The link to the Scientific study poses no relevancy in regards to the concept of Justice and its complications, which yes, are indeed created by man. Let be break this down for you simply: their brains reacted to what they felt was unfair treatment or erroneous financial distribution. And, perhaps I am wrong here as I skimmed the irrelevant portions of that link, but they were drugged also and thus their reactions changed. In that case it reinforces my point and proves that the human brain is readily susceptible to outside interference and such a notion is not primitive but merely a generated idea. Either way, it still does not change the relativeness of such notions, nor does it make their interpretation of Just universal. The entire context of the article can be turned on its heel with simply observing some obscure cultures or conducting the experiment in a different context. Take someone from a Buddhist(if anyone reading this is Buddhist and notes that I have said something wrong then please do correct me)culture in the context of that experiment. Buddhist do not immediately take things that are of free-will given to them, for they believe they will re-live their lives until they have payed off that 'debt', and so they must be asked in a different manner in order to accept some of the offering. If someone whom the buddhist considers equal happens to receive some money and wants to divvy the money, and states 'I will split this money with you. Would you like to have half of this money?' then the Buddhist would obviously reply with a 'No'. But if the person persist and states something along the lines of 'It would truly fill me with happiness if you took at least 10% of this money', and the Buddhist replies 'Yes', then no such emotional reactions that the men experienced in your link would occur nor would I believe they would have a specific correlation to injustice in their brains. Thus there we have established that what the men and women considered injustice in that experiment is not absolute, and therefore is not 'ingrained/wired within our brains' as you put it.

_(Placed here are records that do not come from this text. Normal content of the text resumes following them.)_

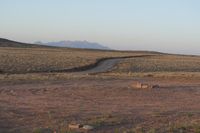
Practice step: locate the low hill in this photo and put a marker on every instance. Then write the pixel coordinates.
(9, 43)
(75, 44)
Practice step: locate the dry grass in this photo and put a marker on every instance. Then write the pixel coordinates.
(162, 63)
(22, 60)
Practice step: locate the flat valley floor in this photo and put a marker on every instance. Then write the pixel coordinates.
(109, 104)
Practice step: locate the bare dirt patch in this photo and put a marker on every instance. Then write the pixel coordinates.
(110, 105)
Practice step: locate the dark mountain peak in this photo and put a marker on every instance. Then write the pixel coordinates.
(76, 44)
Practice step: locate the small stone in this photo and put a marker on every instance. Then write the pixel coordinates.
(88, 127)
(75, 126)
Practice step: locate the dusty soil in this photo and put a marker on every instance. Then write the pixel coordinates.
(110, 105)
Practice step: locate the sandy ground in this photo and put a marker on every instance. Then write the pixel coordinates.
(110, 105)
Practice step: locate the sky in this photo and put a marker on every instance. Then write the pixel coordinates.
(171, 26)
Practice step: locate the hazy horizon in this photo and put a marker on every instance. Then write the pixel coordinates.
(171, 26)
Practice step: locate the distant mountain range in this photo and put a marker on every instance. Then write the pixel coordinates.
(10, 43)
(75, 44)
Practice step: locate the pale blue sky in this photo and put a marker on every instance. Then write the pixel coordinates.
(162, 25)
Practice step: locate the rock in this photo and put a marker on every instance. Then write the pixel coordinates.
(88, 127)
(75, 126)
(139, 85)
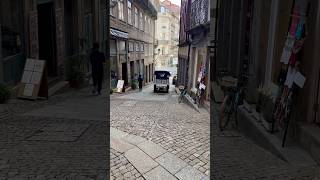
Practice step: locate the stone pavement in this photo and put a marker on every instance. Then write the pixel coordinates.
(143, 159)
(63, 138)
(159, 137)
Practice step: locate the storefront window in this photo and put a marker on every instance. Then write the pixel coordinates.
(122, 46)
(121, 10)
(11, 27)
(136, 16)
(113, 47)
(131, 48)
(129, 13)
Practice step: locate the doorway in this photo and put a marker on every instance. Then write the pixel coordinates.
(46, 29)
(125, 74)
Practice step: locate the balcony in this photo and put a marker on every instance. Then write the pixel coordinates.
(147, 5)
(199, 13)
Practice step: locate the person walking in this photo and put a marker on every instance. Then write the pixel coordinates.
(140, 79)
(97, 59)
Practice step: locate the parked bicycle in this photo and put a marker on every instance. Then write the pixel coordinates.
(234, 96)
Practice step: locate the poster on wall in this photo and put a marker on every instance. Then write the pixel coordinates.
(120, 85)
(33, 81)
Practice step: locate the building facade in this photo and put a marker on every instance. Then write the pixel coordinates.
(50, 30)
(132, 41)
(167, 34)
(195, 45)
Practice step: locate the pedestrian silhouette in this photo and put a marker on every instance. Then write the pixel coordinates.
(97, 59)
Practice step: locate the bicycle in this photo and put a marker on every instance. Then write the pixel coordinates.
(229, 106)
(182, 94)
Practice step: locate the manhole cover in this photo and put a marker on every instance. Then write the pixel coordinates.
(59, 132)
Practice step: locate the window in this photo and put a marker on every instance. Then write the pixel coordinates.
(136, 20)
(129, 13)
(113, 47)
(146, 47)
(11, 18)
(162, 9)
(113, 7)
(120, 9)
(146, 23)
(131, 48)
(163, 35)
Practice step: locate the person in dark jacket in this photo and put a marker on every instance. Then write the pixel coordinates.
(140, 79)
(97, 59)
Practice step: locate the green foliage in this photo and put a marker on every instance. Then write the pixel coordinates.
(4, 94)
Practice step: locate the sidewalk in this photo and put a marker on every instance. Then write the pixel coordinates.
(63, 138)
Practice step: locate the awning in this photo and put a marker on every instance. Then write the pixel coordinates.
(118, 33)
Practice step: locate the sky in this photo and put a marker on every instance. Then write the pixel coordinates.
(177, 2)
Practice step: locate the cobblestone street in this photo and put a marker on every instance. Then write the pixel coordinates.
(173, 136)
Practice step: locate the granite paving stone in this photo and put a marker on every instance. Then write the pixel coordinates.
(141, 161)
(171, 162)
(159, 173)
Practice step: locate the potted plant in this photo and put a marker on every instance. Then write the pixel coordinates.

"Its not just some notion, we are wired for it. Fairness isn't some notion, its a need that we humans have. And justice systems help meet that need."
1)I've explain why I disagree with such a notion and reinforced it with logic.
2)Fairness is a need, now?! Surely you jest. At this point I feel like you need to take a step back and look at the real world. Guiltless people are sent to prison daily. Innocent bystanders simply minding their own business are killed for no good reason. People in social media are judged off of political position instead of merit. Children in this country who are born to unfortunate circumstances possess no food whatsoever and yet we are the land of the most Obesity. Injustice is observed everywhere within our world all of the time, and yet you feel like humans as a collective possess a need for it? Please! It's an Egoist society we live in. Surely you realize at least this much. Though there are many advocates of what they consider to be 'fair' behavior, it still reaches nowhere.
3)The Judicial System employs Societies notion of Justice, which, as I've heavily demonstrated, is both completely relative in nature and bears no absoluteness whatsoever. Not only is it imperfect, it is ineffective, and prays and panders to social status, political power, and for the less fortunate, how good of a public offender you have. Ergo, we are left with the last statement of my initial post, Justice is simply an imposed notion enforced by man to assume equality when it, in fact, does not exist. And you say this is the engraved Justice within us humans?